Clary turned back around, a hard lump lodged in the back of her throat. Isabelle was visible in the badly angled rearview mirror, wrapping the blanket around Alec’s throat. She looked up and met Clary’s eyes. “How much farther?”

“Maybe ten minutes. Simon’s driving as fast as he can.”

“I know,” Isabelle said. “Simon—what you did, that was incredible. You moved so fast. I wouldn’t have thought a mundane could have thought of something like that.”

Simon didn’t seem fazed by praise from such an unexpected quarter; his eyes were on the road. “You mean shooting out the skylight? It hit me after you guys went inside. I was thinking about the skylight and how you’d said demons couldn’t stand direct sun. So, actually, it took me a while to act on it. Don’t feel bad,” he added, “you can’t even see that skylight unless you know it’s there.”

I knew it was there, Clary thought. I should have acted on it. Even if I didn’t have a bow and arrow like Simon, I could have thrown something at it or told Jace about it. She felt stupid and useless and thick, as though her head were full of cotton. The truth was that she’d been frightened. Too frightened to think straight. She felt a bright surge of shame that burst behind her eyelids like a small sun.

Jace spoke then. “It was well done,” he said.

Simon’s eyes narrowed. “So, if you don’t mind telling me—that thing, the demon—where did it come from?”

“It was Madame Dorothea,” said Clary. “I mean, it was sort of her.”

“She was never exactly a pinup, but I don’t remember her looking that bad.”

“I think she was possessed,” said Clary slowly, trying to piece it together in her own mind. “She wanted me to give her the Cup. Then she opened the Portal …”

“It was clever,” said Jace. “The demon possessed her, then hid the majority of its ethereal form just outside the Portal, where the Sensor wouldn’t register it. So we went in expecting to fight a few Forsaken. Instead we found ourselves facing a Greater Demon. Abbadon—one of the Ancients. The Lord of the Fallen.”

“Well, it looks like the Fallen will just have to learn to get along without him from now on,” said Simon, turning onto the street.

“He’s not dead,” Isabelle said. “Hardly anyone’s ever killed a Greater Demon. You have to kill them in their physical and ethereal forms before they’ll die. We just scared him off.”

“Oh.” Simon looked disappointed. “What about Madame Dorothea? Will she be all right now that—”

He broke off, because Alec had begun to choke, his breath rattling in his chest. Jace swore under his breath with vicious precision. “Why aren’t we there yet?”
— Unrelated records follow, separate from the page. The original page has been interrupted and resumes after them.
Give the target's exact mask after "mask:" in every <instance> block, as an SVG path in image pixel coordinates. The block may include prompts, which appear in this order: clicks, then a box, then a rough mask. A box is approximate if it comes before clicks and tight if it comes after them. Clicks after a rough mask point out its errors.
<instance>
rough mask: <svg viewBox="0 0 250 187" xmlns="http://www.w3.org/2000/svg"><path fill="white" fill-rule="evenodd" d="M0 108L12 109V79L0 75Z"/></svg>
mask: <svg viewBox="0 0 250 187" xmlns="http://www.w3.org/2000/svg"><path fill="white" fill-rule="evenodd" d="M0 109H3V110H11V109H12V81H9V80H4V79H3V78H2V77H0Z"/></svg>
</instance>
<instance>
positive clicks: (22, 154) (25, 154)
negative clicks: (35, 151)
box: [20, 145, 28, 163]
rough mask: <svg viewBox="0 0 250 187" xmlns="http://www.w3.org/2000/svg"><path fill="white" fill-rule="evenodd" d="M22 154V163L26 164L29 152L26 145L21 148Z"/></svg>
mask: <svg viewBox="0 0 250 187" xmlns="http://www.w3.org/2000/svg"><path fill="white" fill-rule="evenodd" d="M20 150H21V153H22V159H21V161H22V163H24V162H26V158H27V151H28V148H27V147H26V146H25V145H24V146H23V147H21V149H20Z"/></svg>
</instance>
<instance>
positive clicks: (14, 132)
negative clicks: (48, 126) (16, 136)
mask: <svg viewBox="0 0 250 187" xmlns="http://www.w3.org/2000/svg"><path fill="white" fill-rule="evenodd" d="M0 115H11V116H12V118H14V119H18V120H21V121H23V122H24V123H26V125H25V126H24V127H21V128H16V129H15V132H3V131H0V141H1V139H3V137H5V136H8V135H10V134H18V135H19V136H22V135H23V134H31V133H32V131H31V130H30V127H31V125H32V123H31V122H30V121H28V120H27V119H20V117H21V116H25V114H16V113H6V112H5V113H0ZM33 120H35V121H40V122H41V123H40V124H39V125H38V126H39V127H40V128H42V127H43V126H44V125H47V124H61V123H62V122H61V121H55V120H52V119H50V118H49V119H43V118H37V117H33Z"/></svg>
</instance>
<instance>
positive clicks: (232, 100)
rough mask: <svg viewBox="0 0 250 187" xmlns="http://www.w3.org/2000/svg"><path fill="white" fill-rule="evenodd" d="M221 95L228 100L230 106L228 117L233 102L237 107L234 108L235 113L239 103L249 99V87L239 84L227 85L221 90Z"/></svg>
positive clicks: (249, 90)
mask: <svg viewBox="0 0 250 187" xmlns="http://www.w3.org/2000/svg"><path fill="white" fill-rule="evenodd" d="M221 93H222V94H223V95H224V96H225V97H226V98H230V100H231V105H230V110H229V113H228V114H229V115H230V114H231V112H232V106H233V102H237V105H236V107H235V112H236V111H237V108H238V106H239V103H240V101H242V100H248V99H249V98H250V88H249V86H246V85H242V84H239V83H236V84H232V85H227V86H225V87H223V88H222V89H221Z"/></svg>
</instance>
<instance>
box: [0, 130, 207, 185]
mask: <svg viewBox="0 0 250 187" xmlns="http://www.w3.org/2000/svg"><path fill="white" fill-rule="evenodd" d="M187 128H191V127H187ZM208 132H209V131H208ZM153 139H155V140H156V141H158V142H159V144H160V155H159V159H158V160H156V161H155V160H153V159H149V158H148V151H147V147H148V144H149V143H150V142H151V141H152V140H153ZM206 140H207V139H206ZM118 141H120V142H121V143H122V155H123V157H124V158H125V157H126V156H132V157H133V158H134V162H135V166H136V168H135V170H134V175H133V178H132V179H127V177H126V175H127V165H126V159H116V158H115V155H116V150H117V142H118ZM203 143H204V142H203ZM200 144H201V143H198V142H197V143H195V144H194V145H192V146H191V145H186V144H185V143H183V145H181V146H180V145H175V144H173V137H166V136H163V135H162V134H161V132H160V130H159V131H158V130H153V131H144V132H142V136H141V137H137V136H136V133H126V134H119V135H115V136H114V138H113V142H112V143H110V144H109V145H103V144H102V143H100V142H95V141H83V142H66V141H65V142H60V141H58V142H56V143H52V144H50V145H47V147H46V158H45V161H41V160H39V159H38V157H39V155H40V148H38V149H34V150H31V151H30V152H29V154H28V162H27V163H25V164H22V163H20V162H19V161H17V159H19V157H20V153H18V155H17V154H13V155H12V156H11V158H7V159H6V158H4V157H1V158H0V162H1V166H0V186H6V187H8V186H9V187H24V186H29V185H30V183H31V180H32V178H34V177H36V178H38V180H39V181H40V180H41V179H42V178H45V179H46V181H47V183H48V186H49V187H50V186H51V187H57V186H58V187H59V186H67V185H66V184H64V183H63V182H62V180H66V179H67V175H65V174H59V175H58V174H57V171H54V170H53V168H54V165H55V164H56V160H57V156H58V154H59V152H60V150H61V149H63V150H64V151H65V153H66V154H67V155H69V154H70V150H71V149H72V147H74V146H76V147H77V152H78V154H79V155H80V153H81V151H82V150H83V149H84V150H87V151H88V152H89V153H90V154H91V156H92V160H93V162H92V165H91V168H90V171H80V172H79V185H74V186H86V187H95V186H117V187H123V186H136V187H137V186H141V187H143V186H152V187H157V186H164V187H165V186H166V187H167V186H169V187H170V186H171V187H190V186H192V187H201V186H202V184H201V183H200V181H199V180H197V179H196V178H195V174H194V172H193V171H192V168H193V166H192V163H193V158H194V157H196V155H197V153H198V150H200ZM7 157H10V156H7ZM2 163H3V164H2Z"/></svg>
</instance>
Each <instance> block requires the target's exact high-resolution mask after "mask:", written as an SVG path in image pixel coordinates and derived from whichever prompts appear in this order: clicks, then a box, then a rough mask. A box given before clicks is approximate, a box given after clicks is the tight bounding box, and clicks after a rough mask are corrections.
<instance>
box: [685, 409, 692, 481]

“We are here. I just don’t want to crash into a wall.” As Simon pulled up carefully at the corner, Clary saw that the door of the Institute was open, Hodge standing framed in the arch. The van jerked to a halt and Jace leaped out, reaching back to lift Alec as if he weighed no more than a child. Isabelle followed him up the walk, holding her brother’s bloody featherstaff. The Institute door slammed shut behind them.
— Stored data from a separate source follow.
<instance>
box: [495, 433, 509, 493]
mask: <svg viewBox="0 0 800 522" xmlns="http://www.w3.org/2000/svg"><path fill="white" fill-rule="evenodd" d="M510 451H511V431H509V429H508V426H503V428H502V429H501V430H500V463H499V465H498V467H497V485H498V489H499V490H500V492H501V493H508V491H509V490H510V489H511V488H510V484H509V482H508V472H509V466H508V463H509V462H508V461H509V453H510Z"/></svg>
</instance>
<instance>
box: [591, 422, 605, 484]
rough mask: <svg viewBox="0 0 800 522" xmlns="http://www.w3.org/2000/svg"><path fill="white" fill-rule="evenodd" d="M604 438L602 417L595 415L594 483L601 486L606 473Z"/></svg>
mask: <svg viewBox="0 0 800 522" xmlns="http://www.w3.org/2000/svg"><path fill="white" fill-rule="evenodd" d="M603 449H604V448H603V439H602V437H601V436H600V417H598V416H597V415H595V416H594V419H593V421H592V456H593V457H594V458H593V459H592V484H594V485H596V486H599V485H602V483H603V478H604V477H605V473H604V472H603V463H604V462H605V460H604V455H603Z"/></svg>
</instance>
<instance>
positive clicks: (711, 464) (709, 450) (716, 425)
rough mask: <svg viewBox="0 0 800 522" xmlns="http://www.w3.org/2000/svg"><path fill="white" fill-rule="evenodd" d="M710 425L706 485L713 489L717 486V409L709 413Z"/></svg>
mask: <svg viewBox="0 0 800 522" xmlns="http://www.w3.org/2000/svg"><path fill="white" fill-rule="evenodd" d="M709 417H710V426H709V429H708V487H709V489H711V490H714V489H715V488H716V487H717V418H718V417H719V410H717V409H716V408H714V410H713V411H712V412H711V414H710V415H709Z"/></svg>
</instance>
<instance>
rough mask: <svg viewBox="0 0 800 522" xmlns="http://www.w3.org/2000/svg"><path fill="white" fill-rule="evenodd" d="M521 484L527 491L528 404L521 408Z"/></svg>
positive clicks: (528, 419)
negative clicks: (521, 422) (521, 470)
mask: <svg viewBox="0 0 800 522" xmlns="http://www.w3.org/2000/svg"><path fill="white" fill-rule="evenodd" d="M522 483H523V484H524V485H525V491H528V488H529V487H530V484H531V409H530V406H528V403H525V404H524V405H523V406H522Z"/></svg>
Tiredness washing over her, Clary looked at Simon. “I’m sorry. I don’t know how you’re going to explain all the blood to Eric.”

“Screw Eric,” he said with conviction. “Are you all right?”
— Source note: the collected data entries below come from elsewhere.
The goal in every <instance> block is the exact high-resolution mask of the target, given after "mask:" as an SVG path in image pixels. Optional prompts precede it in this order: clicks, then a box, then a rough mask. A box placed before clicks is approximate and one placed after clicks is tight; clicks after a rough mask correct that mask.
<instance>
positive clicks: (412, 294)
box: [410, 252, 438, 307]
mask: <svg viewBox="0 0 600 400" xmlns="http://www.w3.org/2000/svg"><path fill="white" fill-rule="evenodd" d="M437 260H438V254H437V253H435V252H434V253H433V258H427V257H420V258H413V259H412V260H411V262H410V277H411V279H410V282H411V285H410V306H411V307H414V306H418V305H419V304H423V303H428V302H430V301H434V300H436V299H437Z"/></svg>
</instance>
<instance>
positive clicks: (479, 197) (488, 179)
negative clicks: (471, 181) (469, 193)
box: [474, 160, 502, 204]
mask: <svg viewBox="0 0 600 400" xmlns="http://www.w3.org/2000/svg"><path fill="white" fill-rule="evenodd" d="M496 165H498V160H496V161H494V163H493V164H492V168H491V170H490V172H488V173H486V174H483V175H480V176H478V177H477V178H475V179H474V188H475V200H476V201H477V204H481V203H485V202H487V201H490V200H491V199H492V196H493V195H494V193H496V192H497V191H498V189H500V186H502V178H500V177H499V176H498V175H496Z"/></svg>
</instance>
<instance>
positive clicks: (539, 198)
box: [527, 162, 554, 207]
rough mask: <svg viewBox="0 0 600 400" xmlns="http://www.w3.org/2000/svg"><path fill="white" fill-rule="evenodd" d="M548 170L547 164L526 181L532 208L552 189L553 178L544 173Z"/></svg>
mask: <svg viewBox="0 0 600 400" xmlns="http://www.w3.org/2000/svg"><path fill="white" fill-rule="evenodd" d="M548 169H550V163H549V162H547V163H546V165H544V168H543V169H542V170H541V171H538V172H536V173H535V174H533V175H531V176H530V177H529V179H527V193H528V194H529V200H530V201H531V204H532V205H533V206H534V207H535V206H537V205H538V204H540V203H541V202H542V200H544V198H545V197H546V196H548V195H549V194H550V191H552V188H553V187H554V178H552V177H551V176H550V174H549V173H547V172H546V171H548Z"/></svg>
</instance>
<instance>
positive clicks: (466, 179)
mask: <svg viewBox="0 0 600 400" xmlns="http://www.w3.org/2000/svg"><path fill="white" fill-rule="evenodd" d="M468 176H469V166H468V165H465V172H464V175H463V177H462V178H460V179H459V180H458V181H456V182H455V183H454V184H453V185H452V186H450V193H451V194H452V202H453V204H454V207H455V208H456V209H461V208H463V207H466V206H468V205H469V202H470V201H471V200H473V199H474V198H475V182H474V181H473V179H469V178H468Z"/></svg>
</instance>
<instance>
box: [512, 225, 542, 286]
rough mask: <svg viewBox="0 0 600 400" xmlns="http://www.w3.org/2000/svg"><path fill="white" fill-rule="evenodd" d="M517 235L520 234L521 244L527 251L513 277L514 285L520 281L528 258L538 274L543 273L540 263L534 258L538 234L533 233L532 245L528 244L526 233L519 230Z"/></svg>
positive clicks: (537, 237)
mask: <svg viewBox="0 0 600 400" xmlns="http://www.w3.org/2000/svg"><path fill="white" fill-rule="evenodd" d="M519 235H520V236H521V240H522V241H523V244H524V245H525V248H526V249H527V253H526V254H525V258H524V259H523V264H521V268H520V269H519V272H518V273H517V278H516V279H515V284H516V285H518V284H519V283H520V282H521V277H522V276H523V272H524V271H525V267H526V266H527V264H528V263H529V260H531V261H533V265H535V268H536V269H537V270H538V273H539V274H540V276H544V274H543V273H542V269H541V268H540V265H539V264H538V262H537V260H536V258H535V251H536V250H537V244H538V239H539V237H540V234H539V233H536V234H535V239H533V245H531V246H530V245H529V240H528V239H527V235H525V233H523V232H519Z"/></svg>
“Not a scratch. Everyone else got hurt, but not me.”

“It’s their job, Clary,” he said gently. “Fighting demons—it’s what they do. Not what you do.”

“What do I do, Simon?” she asked, searching his face for an answer. “What do I do?”

“Well—you got the Cup,” he said. “Didn’t you?”

She nodded, and tapped her pocket. “Yes.”

He looked relieved. “I almost didn’t want to ask,” he said. “That’s good, right?”

“It is,” she said. She thought of her mother, and her hand tightened on the Cup. “I know it is.”